White Bus Services was founded by George Ackroyd in July 1922 in Winkfield as the Republic Bus Company, introducing a service linking Windsor and Ascot. Ackroyd ran the business until selling it to William Rule Jeatt in 1930, renaming it as White Bus Services. The company would continue to be run by the Jeatt family for over 80 years, passing down to Cecil Jeatt, then in 1972 to his son Doug Jeatt.

In 1932, a new service was introduced that skirted the edge of Windsor Great Park. By 1936, buses were running through the park itself, and White Bus remains as the only operator to provide a public transport link into the park.

The private hire side of the business became a separate company in 1955, despite continuing to share the same site, operating as Winkfield Coaches. The two companies were re-amalgamated in 1990.

White Bus further expanded in 1987 when it acquired vehicles and contracted school services from A. Moore & Sons (trading as Imperial) in Windsor upon the company's closure. This, alongside the introduction of free school transport for eligible pupils, has led to White Bus developing a network of school services in Windsor, Ascot, Maidenhead and Wokingham.

In 2014, White Bus was awarded contracts to operate routes P1 and W1.
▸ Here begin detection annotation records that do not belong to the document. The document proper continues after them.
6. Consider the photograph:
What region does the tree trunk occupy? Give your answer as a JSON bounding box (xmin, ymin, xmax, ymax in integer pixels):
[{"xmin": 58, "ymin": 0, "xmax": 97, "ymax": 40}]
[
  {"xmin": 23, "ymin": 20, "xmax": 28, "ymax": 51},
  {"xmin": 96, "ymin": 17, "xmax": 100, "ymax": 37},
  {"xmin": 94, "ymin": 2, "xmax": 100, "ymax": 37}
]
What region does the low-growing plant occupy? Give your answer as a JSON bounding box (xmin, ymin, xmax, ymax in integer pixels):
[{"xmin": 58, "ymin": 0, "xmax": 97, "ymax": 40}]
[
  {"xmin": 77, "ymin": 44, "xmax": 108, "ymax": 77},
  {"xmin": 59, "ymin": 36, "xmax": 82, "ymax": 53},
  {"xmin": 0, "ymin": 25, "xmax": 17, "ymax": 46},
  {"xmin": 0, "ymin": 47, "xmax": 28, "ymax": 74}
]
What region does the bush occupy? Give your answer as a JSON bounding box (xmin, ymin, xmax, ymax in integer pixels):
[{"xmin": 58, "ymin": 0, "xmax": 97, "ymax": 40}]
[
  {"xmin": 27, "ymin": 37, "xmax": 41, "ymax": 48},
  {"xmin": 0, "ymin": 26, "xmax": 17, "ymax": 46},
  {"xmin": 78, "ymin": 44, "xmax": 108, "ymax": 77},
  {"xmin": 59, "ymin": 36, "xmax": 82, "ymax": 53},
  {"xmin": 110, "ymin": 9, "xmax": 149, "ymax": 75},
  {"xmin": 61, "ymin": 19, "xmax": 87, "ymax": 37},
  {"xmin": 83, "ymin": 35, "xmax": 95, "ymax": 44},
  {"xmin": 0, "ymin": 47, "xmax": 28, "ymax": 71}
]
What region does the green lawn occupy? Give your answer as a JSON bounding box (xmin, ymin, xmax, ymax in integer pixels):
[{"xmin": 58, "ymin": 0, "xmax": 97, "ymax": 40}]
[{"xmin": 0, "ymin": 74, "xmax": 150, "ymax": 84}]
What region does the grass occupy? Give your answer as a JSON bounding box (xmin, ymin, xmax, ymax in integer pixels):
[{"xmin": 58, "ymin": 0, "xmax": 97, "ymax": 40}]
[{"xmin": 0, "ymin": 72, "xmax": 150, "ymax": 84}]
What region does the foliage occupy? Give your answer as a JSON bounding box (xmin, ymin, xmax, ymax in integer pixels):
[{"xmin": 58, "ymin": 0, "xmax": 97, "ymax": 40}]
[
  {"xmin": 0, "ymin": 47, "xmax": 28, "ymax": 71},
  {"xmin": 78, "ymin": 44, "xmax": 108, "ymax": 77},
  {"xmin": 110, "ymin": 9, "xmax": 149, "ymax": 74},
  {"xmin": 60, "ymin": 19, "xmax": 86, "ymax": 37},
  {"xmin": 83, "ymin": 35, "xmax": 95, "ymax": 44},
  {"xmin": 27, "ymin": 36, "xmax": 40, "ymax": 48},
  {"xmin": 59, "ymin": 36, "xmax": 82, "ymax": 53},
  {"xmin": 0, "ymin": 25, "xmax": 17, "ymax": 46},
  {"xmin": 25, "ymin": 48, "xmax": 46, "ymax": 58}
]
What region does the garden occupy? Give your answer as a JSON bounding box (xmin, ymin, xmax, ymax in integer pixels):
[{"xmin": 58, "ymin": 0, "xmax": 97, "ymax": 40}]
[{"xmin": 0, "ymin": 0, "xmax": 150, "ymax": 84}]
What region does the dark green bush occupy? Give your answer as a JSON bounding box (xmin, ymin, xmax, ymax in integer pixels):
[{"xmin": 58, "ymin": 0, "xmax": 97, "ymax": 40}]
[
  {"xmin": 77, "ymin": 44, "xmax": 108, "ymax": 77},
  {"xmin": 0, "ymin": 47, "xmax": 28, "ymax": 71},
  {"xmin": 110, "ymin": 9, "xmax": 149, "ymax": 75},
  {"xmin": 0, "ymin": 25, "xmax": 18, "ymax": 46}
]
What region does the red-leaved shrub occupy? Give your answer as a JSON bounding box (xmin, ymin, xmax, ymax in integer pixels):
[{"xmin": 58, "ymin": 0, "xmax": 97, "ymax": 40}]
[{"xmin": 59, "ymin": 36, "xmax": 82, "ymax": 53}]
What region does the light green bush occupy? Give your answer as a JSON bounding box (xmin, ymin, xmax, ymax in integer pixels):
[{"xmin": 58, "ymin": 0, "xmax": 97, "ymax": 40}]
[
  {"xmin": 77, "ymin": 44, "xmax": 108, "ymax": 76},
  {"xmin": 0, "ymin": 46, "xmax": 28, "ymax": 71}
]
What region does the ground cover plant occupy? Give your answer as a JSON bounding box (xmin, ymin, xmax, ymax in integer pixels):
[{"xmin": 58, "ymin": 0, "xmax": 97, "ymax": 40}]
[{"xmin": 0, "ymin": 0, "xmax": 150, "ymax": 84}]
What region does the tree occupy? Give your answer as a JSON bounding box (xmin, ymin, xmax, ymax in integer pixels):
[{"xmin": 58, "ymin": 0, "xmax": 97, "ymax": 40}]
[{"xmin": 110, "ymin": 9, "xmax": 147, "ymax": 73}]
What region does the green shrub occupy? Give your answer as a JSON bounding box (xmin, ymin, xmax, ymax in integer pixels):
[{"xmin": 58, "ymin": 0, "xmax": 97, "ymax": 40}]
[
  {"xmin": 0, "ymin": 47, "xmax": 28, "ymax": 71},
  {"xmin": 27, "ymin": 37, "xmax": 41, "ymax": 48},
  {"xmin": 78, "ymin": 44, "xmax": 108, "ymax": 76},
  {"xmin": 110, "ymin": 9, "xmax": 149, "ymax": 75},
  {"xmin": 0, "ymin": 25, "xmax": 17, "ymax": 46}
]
=== Acquisition by Rowgate Group ===
White Bus Services was sold to Fernhill Travel of Bracknell in November 2016, which is managed by Rowgate Group's chairman, Simon Rowland.

In 2017, following Abellio's departure from Surrey bus operations, White Bus was awarded contracts in the Staines area for routes 438, 566/567, and Sunday operations of routes 446 and 456. It also registered the Monday to Saturday service of the 446 commercially. Later, it commercially took over route 441 from Abellio in March 2018.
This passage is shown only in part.